Kyrylo Dihtyar

Personal information
- Full name: Kyrylo Serhiyovych Dihtyar
- Date of birth: 25 November 2007 (age 18)
- Place of birth: Kharkiv, Ukraine
- Height: 1.82 m (6 ft 0 in)
- Position: Centre-back

Team information
- Current team: Metalist Kharkiv
- Number: 8

Youth career
- 2016–2023: Metalist Kharkiv

Senior career*
- Years: Team / Apps / (Gls)
- 2023–: Metalist Kharkiv / 62 / (2)

International career^{‡}
- 2023: Ukraine U16 / 3 / (0)
- 2022–2024: Ukraine U17 / 13 / (1)
- 2024–: Ukraine U19 / 7 / (0)
- 2025: Ukraine U20 / 7 / (1)

= Kyrylo Dihtyar =

Ukrainian footballer (born 2007)

Kyrylo Serhiyovych Dihtyar (Кирило Сергійович Дігтярь; born 25 November 2007) is a Ukrainian professional footballer who plays as a centre-back for Metalist Kharkiv in the Ukrainian First League.

==Club career==
Dihtyar is a product of Metalist Kharkiv academy.

He made his debut as a second half-time substituted player for Metalist Kharkiv in the Ukrainian Premier League in an away losing match against SC Dnipro-1 on 3 May 2023.

==International career==
In February 2023, Dihtyar was called up to the final squad of the Ukraine national under-17 football team to play in the 2023 UEFA European Under-17 Championship qualification elit round matches.
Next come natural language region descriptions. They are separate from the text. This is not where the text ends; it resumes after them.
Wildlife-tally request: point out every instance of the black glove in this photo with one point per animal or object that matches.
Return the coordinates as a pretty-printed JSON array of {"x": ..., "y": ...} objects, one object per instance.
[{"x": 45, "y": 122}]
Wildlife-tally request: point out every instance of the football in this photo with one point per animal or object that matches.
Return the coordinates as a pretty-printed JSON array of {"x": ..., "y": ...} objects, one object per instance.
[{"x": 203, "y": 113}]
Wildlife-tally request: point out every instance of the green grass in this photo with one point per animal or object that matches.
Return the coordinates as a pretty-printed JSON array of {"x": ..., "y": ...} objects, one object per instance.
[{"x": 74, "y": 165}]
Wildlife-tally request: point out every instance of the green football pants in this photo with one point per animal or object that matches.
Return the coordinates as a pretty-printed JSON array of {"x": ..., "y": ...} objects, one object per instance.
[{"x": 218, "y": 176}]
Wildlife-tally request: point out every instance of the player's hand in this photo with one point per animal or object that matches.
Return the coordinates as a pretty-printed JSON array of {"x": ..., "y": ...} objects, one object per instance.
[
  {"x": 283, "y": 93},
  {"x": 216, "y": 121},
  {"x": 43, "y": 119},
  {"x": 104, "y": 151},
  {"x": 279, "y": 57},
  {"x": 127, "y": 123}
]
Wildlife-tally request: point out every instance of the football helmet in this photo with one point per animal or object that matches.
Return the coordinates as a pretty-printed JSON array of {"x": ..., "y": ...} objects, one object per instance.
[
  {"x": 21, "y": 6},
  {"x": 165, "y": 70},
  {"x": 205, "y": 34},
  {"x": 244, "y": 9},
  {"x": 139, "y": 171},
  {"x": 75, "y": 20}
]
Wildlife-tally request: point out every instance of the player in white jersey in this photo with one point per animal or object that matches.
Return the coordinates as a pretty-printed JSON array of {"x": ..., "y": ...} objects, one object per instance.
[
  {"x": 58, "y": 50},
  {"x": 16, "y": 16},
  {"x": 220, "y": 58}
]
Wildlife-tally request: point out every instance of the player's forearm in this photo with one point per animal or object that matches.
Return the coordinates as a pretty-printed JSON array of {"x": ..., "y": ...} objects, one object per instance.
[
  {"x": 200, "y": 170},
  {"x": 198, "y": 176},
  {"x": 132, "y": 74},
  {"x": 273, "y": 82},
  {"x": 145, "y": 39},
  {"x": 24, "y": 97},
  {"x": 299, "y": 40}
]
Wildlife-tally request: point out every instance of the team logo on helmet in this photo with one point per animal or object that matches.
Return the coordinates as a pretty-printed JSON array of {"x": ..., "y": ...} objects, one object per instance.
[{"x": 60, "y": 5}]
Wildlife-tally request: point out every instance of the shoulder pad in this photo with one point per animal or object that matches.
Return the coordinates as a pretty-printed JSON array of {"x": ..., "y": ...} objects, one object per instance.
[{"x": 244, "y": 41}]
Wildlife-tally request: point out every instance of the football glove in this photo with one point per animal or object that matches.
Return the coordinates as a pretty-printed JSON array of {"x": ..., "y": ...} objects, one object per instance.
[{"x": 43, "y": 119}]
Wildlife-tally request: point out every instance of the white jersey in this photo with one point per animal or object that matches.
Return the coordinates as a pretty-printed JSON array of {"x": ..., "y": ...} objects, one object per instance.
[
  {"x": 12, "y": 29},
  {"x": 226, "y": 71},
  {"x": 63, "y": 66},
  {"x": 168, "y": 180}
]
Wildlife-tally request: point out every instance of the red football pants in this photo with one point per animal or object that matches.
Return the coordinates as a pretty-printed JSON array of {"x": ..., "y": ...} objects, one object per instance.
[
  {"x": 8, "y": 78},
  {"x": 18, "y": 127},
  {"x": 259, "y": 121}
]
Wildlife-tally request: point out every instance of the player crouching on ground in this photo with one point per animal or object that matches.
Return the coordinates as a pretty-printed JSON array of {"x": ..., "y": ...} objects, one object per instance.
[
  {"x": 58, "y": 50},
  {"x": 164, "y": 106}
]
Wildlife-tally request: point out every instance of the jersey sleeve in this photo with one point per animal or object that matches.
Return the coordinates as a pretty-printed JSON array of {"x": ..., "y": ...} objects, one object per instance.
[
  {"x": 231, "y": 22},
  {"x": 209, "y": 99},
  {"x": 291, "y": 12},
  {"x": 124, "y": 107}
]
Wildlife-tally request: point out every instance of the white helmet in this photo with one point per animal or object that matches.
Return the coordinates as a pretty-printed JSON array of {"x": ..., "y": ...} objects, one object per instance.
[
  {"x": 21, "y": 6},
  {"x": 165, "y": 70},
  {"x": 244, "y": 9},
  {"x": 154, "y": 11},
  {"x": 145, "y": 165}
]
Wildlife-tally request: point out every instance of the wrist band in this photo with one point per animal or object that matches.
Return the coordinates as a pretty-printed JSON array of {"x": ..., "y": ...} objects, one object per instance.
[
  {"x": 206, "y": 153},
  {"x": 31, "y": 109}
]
Also, in July 2024, Dihtyar was called up by manager Dmytro Mykhaylenko to the final squad of the Ukraine national under-19 football team to play in the 2024 UEFA European Under-19 Championship tournament matches.

==Personal life==
Since 3 May 2023, Dihtyar holds a record in Ukraine for being the youngest professional player of the Ukrainian top professional football league when at the age of 15 years and 159 days played for Metalist Kharkiv against SC Dnipro-1. The previous record over 30 years belonged to Yuriy Fenin when at the age of 15 years and 221 days he played for Tavriya Simferopol against FC Zorya-MALS Luhansk in 1992.